Regressor driven incremental instance segmentation for contraband items identification

Detecting suspicious objects contained within passenger baggage is one of the most difficult tasks, even for the security experts. To address this problem, many researchers have developed computer-aided screening methods employing deep learning models to detect the presence of contraband items using X-ray imagery. However, all of these models have limitations or bottlenecks when it comes to detecting prohibited objects that are heavily obscured, cluttered, overlapping, and well concealed within the baggage. To overcome these challenges, we present a novel instance segmentation framework that transforms the conventional semantic segmentation models to perform instance-aware segmentation, via incremental learning, to automatically detect suspicious baggage items.

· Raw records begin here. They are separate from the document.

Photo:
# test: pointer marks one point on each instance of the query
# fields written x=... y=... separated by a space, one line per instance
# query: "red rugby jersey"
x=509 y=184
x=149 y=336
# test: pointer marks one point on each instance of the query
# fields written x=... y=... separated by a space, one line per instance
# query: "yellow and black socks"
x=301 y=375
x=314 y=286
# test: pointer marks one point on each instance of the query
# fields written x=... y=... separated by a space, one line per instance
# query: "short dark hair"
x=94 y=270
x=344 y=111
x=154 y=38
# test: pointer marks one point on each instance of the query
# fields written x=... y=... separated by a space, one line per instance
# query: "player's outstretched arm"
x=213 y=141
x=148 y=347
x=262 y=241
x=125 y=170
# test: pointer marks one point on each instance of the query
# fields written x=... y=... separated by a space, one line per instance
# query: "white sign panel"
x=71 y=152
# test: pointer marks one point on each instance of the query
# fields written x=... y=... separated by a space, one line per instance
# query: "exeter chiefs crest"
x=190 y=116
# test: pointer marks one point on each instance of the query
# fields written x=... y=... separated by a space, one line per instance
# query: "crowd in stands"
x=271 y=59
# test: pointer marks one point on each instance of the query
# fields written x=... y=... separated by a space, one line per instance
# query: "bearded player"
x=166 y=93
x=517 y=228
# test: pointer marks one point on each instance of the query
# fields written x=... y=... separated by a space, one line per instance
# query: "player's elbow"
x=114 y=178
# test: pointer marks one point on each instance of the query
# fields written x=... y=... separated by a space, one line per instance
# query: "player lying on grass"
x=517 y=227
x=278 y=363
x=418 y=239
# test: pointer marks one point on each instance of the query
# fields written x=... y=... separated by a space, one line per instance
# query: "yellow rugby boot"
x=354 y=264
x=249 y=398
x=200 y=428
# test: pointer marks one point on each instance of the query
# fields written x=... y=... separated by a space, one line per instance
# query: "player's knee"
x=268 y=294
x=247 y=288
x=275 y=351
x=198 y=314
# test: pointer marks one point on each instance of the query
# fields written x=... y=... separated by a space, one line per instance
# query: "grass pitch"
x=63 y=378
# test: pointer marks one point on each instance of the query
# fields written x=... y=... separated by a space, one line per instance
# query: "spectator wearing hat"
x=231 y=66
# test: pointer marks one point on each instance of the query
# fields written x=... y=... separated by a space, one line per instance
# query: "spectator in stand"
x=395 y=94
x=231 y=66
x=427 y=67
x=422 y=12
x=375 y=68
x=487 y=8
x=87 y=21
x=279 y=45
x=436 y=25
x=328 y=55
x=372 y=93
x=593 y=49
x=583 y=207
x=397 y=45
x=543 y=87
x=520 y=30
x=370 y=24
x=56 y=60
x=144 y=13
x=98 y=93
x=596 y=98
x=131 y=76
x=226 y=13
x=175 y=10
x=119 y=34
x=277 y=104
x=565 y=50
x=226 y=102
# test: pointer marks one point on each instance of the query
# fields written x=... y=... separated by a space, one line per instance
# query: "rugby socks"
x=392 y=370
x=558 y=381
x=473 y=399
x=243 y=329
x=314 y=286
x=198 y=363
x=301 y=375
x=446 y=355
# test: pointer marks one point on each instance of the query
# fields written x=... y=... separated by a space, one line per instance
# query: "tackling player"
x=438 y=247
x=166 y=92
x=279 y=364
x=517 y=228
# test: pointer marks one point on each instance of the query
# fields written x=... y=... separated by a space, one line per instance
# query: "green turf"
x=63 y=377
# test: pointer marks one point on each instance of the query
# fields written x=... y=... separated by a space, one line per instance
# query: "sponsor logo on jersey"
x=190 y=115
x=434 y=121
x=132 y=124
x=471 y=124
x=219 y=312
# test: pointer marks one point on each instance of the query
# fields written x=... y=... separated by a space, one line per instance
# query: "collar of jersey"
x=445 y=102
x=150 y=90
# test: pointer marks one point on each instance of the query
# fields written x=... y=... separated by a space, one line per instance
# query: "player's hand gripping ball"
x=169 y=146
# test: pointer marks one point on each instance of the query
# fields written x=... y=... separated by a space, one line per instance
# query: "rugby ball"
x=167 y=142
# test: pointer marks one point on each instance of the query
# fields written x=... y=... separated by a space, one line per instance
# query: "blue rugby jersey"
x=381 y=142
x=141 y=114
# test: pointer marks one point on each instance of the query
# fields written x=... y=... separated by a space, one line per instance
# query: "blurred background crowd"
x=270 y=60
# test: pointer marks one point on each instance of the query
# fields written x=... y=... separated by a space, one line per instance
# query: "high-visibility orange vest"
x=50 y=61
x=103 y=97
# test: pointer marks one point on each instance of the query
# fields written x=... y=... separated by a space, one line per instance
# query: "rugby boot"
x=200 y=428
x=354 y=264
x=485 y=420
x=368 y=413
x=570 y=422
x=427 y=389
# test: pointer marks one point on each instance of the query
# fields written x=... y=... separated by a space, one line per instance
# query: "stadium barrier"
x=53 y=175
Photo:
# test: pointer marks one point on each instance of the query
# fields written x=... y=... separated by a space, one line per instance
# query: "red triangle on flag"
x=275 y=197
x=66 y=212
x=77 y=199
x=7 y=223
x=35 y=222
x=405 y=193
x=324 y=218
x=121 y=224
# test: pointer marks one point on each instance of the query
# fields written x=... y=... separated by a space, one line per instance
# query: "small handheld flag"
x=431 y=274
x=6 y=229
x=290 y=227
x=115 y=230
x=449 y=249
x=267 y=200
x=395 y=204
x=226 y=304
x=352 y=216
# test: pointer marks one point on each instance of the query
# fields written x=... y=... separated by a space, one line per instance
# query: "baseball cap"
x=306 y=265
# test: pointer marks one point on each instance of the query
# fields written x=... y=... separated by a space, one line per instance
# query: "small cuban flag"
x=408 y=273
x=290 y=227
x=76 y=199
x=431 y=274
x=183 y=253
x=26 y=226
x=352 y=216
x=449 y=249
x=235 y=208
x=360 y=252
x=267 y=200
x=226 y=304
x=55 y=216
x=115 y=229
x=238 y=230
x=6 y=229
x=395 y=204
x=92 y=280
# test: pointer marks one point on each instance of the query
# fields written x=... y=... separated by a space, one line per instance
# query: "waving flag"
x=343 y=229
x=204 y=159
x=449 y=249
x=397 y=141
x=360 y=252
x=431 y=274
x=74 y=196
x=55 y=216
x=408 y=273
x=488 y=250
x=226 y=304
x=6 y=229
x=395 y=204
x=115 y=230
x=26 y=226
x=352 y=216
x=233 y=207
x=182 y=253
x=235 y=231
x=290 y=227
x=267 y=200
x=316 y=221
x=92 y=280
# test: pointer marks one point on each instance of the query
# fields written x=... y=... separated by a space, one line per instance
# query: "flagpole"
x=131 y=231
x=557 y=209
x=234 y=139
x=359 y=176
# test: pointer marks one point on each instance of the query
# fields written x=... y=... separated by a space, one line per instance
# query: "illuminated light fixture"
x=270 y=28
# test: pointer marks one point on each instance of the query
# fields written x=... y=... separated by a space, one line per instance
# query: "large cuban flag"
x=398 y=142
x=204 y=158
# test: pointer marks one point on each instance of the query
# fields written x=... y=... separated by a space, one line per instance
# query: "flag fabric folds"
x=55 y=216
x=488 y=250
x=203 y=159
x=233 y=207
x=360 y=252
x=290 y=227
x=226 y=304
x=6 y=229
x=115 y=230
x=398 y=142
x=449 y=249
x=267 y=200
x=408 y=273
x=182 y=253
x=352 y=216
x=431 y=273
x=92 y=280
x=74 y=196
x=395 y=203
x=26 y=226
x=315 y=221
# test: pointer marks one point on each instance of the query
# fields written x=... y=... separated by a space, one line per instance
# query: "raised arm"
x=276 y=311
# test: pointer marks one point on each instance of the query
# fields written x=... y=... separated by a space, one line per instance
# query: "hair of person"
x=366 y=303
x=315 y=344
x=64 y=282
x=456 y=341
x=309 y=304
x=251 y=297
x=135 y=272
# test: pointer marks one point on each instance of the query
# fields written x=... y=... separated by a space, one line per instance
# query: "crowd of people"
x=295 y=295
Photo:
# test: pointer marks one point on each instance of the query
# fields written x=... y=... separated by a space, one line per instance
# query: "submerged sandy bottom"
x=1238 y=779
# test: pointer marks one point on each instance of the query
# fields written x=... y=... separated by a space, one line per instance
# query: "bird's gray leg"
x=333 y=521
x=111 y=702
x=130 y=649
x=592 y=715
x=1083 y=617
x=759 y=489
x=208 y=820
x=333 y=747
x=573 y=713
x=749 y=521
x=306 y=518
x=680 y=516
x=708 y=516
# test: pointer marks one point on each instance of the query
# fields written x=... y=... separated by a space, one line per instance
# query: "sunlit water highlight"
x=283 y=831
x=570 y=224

This framework leverages knowledge distillation, enabling the model to iteratively learn and retain multiple instances of threat items. By continuously adapting, the model improves its ability to distinguish between different instances, showcasing significant advancements in security and threat detection. To overcome the under-segmentation and over-segmentation problem of the incremental instance segmentation, we introduced the use of a lightweight regressor model that can accurately identify the overlapping instances of the suspicious objects which enables the optimal selection of the segmentation model to perform the required task. Moreover, the proposed framework has been rigorously tested on two publicly available datasets on which it achieved the mask mean average precision scores of 0.54 and 0.51, respectively, at the inference stage. Similarly, the proposed method outperformed the state-of-the-art methods by 5.88%, and 8.51% in terms of mask mean average precision scores across both datasets, respectively. In addition to this, the proposed framework provides an optimal trade-off between performance and efficiency as compared to its competitors.